Allí, en medio de un asalto, el administrador de la estancia Christian Gsell, un suizo de 34 años, había sido ultimado de un balazo en la cabeza. Cuando la banda huía del lugar en un Fiat Duna se tiroteó con la policía, que por casualidad había montado un control a unos 30 kilómetros al sur de esa estancia.

En este juicio estaban sentados con Aguerre otros dos jóvenes, Cristian Valenzuela y Edgardo García, dueños de mucho menos fama que el Larva.

En los meses anteriores, el Larva Aguerre, quien tenía la costumbre de vestirse de policía para robar, había afrontado otros juicios por asaltos a mano armada y había sido absuelto en cada uno de ellos, y en los meses posteriores también saldría absuelto “por el beneficio de la duda” de otros hechos similares, incluso en uno donde también se había cometido un asesinato.

Pero en el caso del crimen de la estancia la cosa venía mal para este hombre, nacido en Berazategui y que había llegado a la Patagonia vaya a saber por qué vuelta del destino.

Tan compleja venía la mano que el Larva, posiblemente buscando contar esa “verdad” que le proponía al periodista, decidió cambiar el derecho de no declarar, que había usado al comienzo del juicio, por una confesión un tanto desincriminatoria, pero confesión al fin. “A mí me convocó T. N. (otro imputado que terminó absuelto) para abrir una caja fuerte con 30 mil dólares en una casa desocupada y llevé mis herramientas para hacer el trabajo.

Cuando estábamos desvalijando la casa apareció el suizo y le arrebató el arma a T.N. y yo me le colgué desde atrás y lo desarmé a él. Le pedí que se quedara quieto en el suelo, le expliqué que no era un juego, pero me dijo ‘¿qué, me vas a matar?’, y se me tiró encima con todo. Tiré un par de tiros para amedrentarlo, pero era muy corpulento y me dominaba”, dijo el Larva. Sostuvo que tiró dos veces pero negó haberle apuntado a matar y también rechazó que lo hubiera rematado con un nuevo balazo. “Los disparos se produjeron mientras luchábamos y hasta yo resulté herido. Es falsa la pericia que dice que la primera bala es la que le entró por la cabeza”.

El Larva Aguerre fue condenado esa vez. Recibió 25 años de prisión, pero se salvó de la condena a reclusión perpetua. Los otros dos acusados recibieron 10 y 15 años de prisión.

Sin embargo, la cárcel no podía contener al Larva. Se escapó y lo recapturaron un par de veces.

Pero se fugó una tercera vez… que fue la última. Una noche de principios de abril de 2009 fue muerto por una bala policial que le entró por la espalda. La versión oficial dice que el Larva estaba armado pero, llamativamente, nunca apareció la supuesta pistola que empuñaba y la pericia dijo que “la bala que le produjo la muerte fue un rebote”.

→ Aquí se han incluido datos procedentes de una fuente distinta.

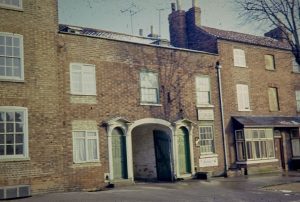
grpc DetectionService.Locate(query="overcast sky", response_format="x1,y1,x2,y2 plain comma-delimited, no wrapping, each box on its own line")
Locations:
58,0,271,40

“Un día yo te voy a contar toda la verdad”, le decía el Larva al cronista, pero nunca pudo. La Justicia no autorizó esa entrevista, con el argumento de que Aguerre era “un reo peligroso”.

Tenía su final marcado. Él lo sabía y no esquivaba su destino. Estuvo preso de las adicciones mucho antes de estar entre rejas y el Larva se pudo escapar varias veces de la cárcel, pero nunca de su karma.

Este cronista lo recordará como un hombre agradable, inteligente, simpático, que cambiaba totalmente cuando estaba drogado. Un hombre que no pudo contar su historia.